During the presidential campaign, Barack Obama said his administration would "support increased investment in research, data analysis and technology development across the full suite of exploration missions including the Mars Sample Return mission and future missions to the moon, asteroids, Lagrange points, the outer solar system and other destinations."
Obama's budget proposes canceling Constellation, the successor system for the space shuttle, and jettisoning the idea of returning astronauts to the moon by 2020. Instead, NASA would allocate billions of dollars to "commercial crew" programs and the development of new technologies, as well as $3 billion over five years to pursue robotic missions "to scout locations and demonstrate technologies to increase the safety and capability of future human missions and provide scientific dividends."
The budget avoids specifics about the ultimate target for human missions; the robotic forays would help determine whether landing humans on Mars is a viable goal.

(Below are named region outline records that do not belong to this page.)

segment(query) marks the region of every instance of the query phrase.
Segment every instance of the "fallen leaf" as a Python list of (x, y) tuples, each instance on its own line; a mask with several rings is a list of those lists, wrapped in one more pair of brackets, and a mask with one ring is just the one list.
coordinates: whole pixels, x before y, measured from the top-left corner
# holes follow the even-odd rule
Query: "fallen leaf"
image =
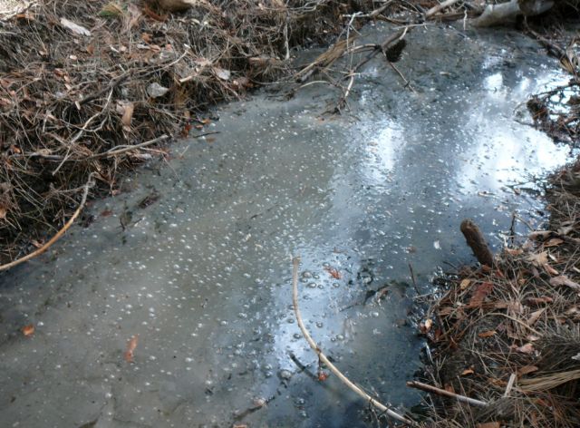
[(461, 288), (462, 290), (466, 289), (468, 287), (469, 287), (469, 284), (471, 284), (471, 279), (462, 279), (461, 283), (459, 284), (459, 288)]
[(580, 312), (580, 310), (578, 309), (578, 306), (570, 306), (568, 307), (565, 314), (566, 315), (575, 315), (578, 314)]
[(536, 230), (527, 235), (530, 239), (537, 239), (538, 238), (549, 237), (552, 232), (550, 230)]
[(82, 25), (79, 25), (78, 24), (73, 23), (72, 21), (69, 21), (66, 18), (61, 18), (61, 25), (64, 28), (71, 30), (75, 34), (79, 35), (91, 35), (91, 32), (84, 28)]
[(327, 266), (324, 268), (324, 270), (328, 272), (330, 276), (333, 277), (334, 279), (341, 278), (341, 273), (338, 271), (338, 269), (335, 269), (334, 268), (331, 268), (330, 266)]
[(544, 247), (557, 247), (563, 242), (564, 242), (564, 239), (560, 239), (559, 238), (552, 238), (551, 239), (548, 239), (546, 242), (544, 242)]
[(425, 321), (421, 321), (419, 323), (419, 330), (423, 334), (427, 334), (430, 331), (433, 326), (433, 320), (430, 318), (427, 318)]
[(542, 267), (547, 265), (547, 251), (542, 251), (537, 254), (530, 254), (527, 260), (532, 262), (534, 266)]
[(560, 274), (560, 272), (556, 270), (554, 268), (552, 268), (547, 263), (544, 265), (544, 269), (546, 269), (546, 271), (550, 275), (559, 275)]
[(132, 102), (127, 102), (125, 104), (125, 112), (123, 112), (121, 122), (123, 126), (130, 129), (130, 121), (133, 118), (133, 110), (135, 110), (135, 104)]
[(493, 284), (490, 282), (484, 282), (478, 286), (469, 300), (469, 307), (480, 306), (486, 297), (493, 290)]
[(566, 286), (570, 288), (575, 289), (575, 291), (580, 291), (580, 284), (578, 284), (577, 282), (574, 282), (566, 275), (560, 275), (559, 277), (555, 277), (550, 279), (550, 286)]
[(543, 303), (552, 303), (554, 299), (547, 296), (542, 296), (541, 297), (527, 297), (526, 303), (527, 305), (541, 305)]
[(534, 352), (534, 345), (532, 344), (526, 344), (522, 346), (517, 346), (516, 351), (521, 352), (522, 354), (531, 354)]
[(228, 81), (232, 75), (229, 70), (225, 70), (219, 67), (214, 67), (214, 73), (216, 73), (218, 79), (221, 79), (223, 81)]
[(536, 311), (532, 312), (529, 318), (527, 318), (527, 325), (530, 327), (534, 326), (534, 324), (536, 324), (536, 322), (539, 319), (539, 317), (542, 316), (546, 308), (542, 308), (542, 309), (538, 309)]
[(34, 334), (34, 325), (29, 324), (28, 326), (24, 326), (20, 331), (22, 331), (22, 334), (27, 337), (33, 336)]
[(534, 373), (536, 371), (537, 371), (537, 367), (536, 365), (524, 365), (517, 370), (517, 374), (523, 376), (524, 374)]
[(439, 315), (440, 316), (445, 316), (450, 315), (451, 312), (453, 312), (453, 307), (451, 306), (445, 306), (445, 307), (441, 307), (439, 310)]
[(193, 128), (193, 125), (191, 125), (191, 123), (186, 123), (181, 130), (181, 137), (187, 138), (189, 135), (191, 128)]
[(500, 428), (501, 425), (498, 422), (486, 422), (484, 423), (478, 423), (475, 428)]
[(509, 304), (508, 305), (508, 309), (512, 314), (521, 314), (522, 312), (524, 312), (523, 305), (516, 300), (509, 302)]
[(165, 95), (169, 92), (169, 88), (166, 88), (165, 86), (161, 86), (157, 82), (154, 82), (154, 83), (150, 83), (147, 87), (147, 93), (149, 93), (149, 96), (150, 96), (151, 98), (162, 97), (163, 95)]
[(125, 357), (125, 361), (127, 363), (133, 362), (133, 351), (137, 347), (137, 343), (139, 342), (139, 335), (133, 336), (129, 342), (127, 342), (127, 349), (125, 350), (125, 354), (123, 356)]
[(524, 252), (522, 248), (504, 248), (504, 251), (510, 256), (519, 256)]

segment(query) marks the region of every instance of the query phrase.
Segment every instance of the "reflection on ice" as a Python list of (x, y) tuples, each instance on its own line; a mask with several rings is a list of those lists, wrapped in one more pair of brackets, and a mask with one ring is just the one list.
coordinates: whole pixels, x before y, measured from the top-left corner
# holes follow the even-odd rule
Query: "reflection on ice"
[(364, 403), (316, 378), (293, 255), (314, 340), (382, 400), (415, 404), (410, 265), (425, 290), (436, 267), (471, 261), (465, 217), (500, 244), (511, 213), (536, 206), (506, 186), (566, 151), (513, 121), (555, 78), (527, 39), (435, 26), (412, 37), (400, 67), (414, 92), (376, 63), (349, 100), (357, 120), (317, 117), (330, 95), (314, 85), (225, 107), (214, 141), (175, 144), (170, 168), (148, 165), (130, 191), (93, 204), (90, 228), (4, 275), (3, 423), (367, 426)]

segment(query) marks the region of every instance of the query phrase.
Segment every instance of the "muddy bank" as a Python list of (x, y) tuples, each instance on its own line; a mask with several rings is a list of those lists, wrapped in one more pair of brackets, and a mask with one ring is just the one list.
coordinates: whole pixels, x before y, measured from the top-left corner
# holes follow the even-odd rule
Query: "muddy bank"
[(426, 399), (431, 426), (580, 423), (578, 170), (576, 161), (550, 177), (549, 225), (492, 266), (448, 278), (430, 306), (420, 327), (424, 380), (440, 388)]
[(416, 404), (409, 264), (427, 291), (433, 267), (469, 260), (465, 217), (499, 247), (513, 211), (541, 206), (533, 176), (568, 149), (513, 120), (561, 78), (536, 44), (442, 26), (413, 36), (398, 65), (415, 92), (377, 59), (352, 116), (322, 114), (336, 98), (316, 85), (219, 109), (203, 130), (217, 133), (173, 145), (94, 202), (94, 221), (4, 274), (3, 419), (368, 426), (364, 403), (316, 379), (291, 307), (294, 254), (303, 316), (327, 354), (382, 400)]

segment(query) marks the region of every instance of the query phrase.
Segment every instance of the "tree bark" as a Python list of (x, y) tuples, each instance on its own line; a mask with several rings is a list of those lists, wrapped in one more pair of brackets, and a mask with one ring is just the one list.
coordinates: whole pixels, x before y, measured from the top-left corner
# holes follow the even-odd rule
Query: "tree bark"
[(470, 219), (465, 219), (461, 221), (461, 232), (478, 261), (491, 268), (493, 266), (493, 254), (478, 225)]

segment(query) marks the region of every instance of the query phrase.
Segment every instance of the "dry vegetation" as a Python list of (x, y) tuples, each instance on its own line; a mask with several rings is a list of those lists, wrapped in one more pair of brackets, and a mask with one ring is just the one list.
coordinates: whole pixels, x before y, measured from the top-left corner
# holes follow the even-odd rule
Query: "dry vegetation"
[(350, 10), (193, 3), (173, 14), (157, 2), (48, 0), (0, 21), (5, 258), (63, 225), (91, 173), (115, 194), (120, 171), (166, 155), (159, 143), (202, 128), (208, 107), (280, 75), (292, 47), (336, 34)]
[[(295, 74), (302, 83), (347, 53), (349, 25), (463, 20), (482, 10), (481, 2), (427, 0), (192, 3), (173, 14), (158, 2), (47, 0), (0, 21), (2, 258), (42, 248), (47, 231), (78, 215), (93, 180), (93, 194), (117, 194), (120, 172), (169, 156), (161, 143), (170, 138), (203, 132), (209, 106), (288, 74), (293, 47), (334, 42)], [(556, 38), (546, 39), (548, 48)], [(395, 62), (404, 44), (397, 46), (379, 43), (371, 54)], [(570, 142), (580, 122), (574, 46), (552, 46), (572, 66), (570, 83), (528, 104), (539, 126)], [(342, 85), (342, 106), (355, 72)], [(555, 176), (548, 196), (548, 230), (506, 249), (493, 268), (464, 270), (430, 302), (428, 381), (485, 405), (429, 395), (426, 425), (580, 426), (580, 167)]]
[(486, 404), (430, 395), (431, 426), (580, 426), (580, 162), (550, 181), (546, 230), (430, 302), (428, 382)]

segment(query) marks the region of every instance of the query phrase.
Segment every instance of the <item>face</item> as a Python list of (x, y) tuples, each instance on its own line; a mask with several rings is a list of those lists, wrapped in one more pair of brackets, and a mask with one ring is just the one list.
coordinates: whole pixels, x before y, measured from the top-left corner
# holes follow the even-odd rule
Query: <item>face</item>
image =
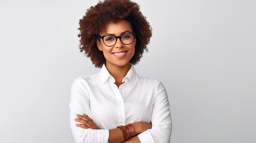
[[(136, 44), (135, 35), (134, 40), (129, 45), (125, 45), (121, 41), (121, 39), (122, 39), (123, 42), (125, 43), (125, 41), (131, 36), (129, 34), (126, 35), (126, 33), (132, 33), (131, 24), (124, 20), (118, 21), (116, 23), (112, 21), (108, 23), (106, 25), (104, 29), (100, 33), (100, 36), (106, 36), (104, 38), (104, 41), (107, 45), (108, 44), (107, 42), (112, 43), (111, 41), (113, 41), (113, 38), (114, 38), (111, 36), (108, 36), (108, 35), (113, 35), (117, 37), (121, 36), (120, 38), (118, 38), (116, 43), (111, 46), (106, 45), (102, 39), (97, 41), (98, 48), (103, 52), (107, 67), (129, 66), (129, 61), (134, 55), (135, 45)], [(113, 43), (112, 43), (111, 45)]]

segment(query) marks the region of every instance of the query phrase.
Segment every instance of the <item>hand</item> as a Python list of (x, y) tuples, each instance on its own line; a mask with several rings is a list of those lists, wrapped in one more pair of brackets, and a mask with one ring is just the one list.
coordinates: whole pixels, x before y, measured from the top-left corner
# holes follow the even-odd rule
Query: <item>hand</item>
[(78, 117), (78, 119), (76, 119), (75, 120), (82, 123), (76, 124), (76, 126), (82, 128), (83, 129), (99, 129), (92, 119), (90, 118), (87, 115), (85, 114), (84, 114), (83, 116), (78, 114), (76, 116)]

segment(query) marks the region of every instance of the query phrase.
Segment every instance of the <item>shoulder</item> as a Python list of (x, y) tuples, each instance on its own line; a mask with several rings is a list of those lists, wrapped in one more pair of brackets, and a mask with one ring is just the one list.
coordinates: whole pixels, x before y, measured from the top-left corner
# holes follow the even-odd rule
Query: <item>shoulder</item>
[(160, 90), (165, 89), (163, 83), (156, 79), (146, 77), (139, 74), (137, 74), (137, 77), (138, 81), (141, 84), (147, 86), (149, 88), (153, 88), (154, 89)]

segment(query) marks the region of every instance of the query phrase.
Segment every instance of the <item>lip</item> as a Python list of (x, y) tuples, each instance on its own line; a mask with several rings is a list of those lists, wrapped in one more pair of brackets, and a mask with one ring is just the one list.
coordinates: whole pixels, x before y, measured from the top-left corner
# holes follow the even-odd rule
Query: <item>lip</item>
[(118, 51), (115, 52), (112, 52), (112, 54), (116, 57), (122, 58), (125, 57), (127, 54), (127, 51)]

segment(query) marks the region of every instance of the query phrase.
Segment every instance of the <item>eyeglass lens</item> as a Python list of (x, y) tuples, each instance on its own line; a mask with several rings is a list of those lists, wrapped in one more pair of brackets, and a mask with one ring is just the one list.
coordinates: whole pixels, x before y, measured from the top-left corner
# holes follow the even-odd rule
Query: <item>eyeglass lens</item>
[[(121, 36), (120, 39), (124, 44), (128, 45), (131, 43), (134, 40), (134, 36), (132, 33), (125, 33)], [(103, 42), (107, 46), (113, 46), (117, 41), (117, 37), (113, 35), (107, 35), (104, 37)]]

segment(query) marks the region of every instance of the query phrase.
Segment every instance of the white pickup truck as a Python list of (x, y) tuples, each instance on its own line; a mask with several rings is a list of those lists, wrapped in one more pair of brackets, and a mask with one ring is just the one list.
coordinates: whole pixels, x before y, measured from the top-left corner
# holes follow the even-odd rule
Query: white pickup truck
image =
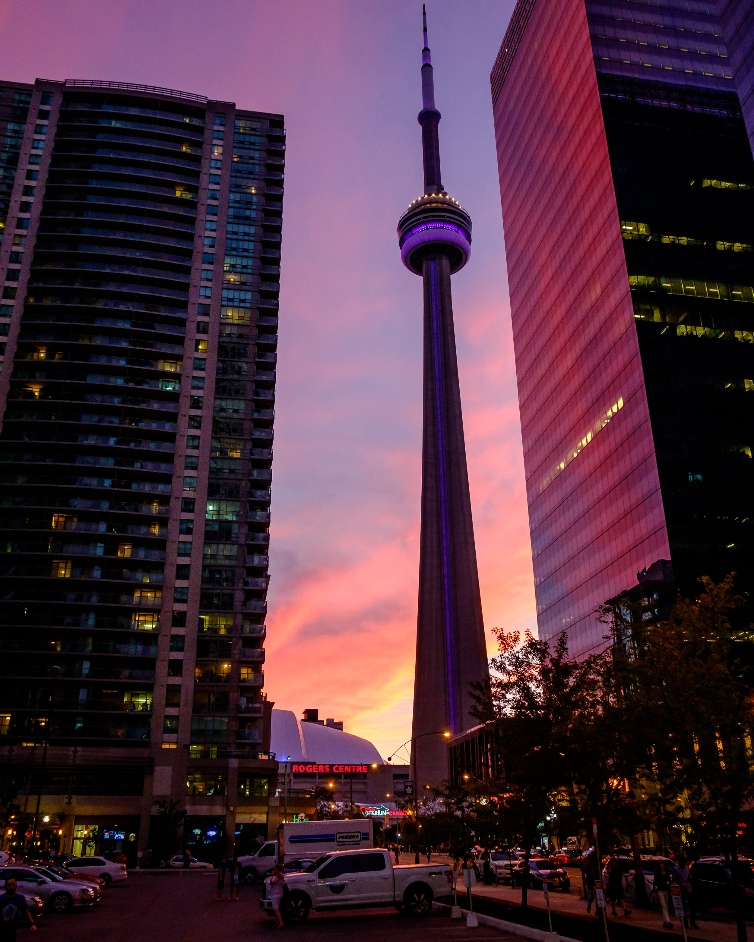
[[(288, 925), (304, 922), (310, 910), (395, 906), (428, 916), (432, 901), (451, 892), (452, 871), (442, 864), (393, 867), (387, 851), (340, 851), (320, 857), (307, 870), (287, 873), (281, 916)], [(270, 879), (259, 905), (272, 914)]]

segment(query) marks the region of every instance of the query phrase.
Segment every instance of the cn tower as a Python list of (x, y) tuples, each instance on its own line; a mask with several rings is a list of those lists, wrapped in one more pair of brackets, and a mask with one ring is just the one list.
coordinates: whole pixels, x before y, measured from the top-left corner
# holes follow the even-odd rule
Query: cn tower
[(401, 259), (424, 280), (424, 424), (412, 764), (417, 799), (450, 774), (448, 739), (476, 724), (474, 681), (489, 676), (468, 495), (451, 275), (471, 253), (471, 219), (440, 175), (434, 79), (423, 11), (424, 193), (398, 223)]

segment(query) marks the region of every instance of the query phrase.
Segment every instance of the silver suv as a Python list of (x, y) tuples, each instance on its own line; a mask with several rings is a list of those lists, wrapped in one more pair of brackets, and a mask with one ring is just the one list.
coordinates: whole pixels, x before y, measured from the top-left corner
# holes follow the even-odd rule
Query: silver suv
[(45, 874), (43, 868), (0, 867), (0, 885), (5, 887), (11, 876), (18, 880), (23, 896), (38, 896), (44, 908), (54, 913), (68, 913), (74, 906), (93, 906), (97, 901), (95, 887), (76, 880), (63, 880), (52, 871)]

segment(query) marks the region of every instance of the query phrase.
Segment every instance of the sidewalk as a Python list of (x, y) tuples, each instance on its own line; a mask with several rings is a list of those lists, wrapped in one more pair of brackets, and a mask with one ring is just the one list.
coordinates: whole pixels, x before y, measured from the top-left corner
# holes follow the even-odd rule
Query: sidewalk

However, the stated possibilities include the moon, Mars, the moons of Mars, Lagrange points (points in space of special scientific interest) and nearby asteroids.
In all, the president's budget would increase budget authority for NASA's exploration directorate from about $3.8 billion in fiscal year 2010 to about $5.2 billion in fiscal year 2015. That works out to an average annual increase of 7 percent -- well above the expected rate of inflation.
As with all elements of the president's budget, nothing is final until Congress passes the relevant appropriations bills and the president signs them. In the case of exploration missions, securing the degree of investment the president wants depends in part on his administration's ability to wring savings from its proposed cancellation of Constellation, whose defenders in Congress could pose an obstacle to the president's broader space agenda. (Some of the money would come from a less controversial source, the end of the space shuttle program.)
That said, the president has not only stated a commitment to further space exploration but has proposed funding levels that outpace inflation. In our view, he has lived up to his promise to "support" such a course. Even though Congress has not yet acted to implement it, we are moving this promise from Stalled to Promise Kept.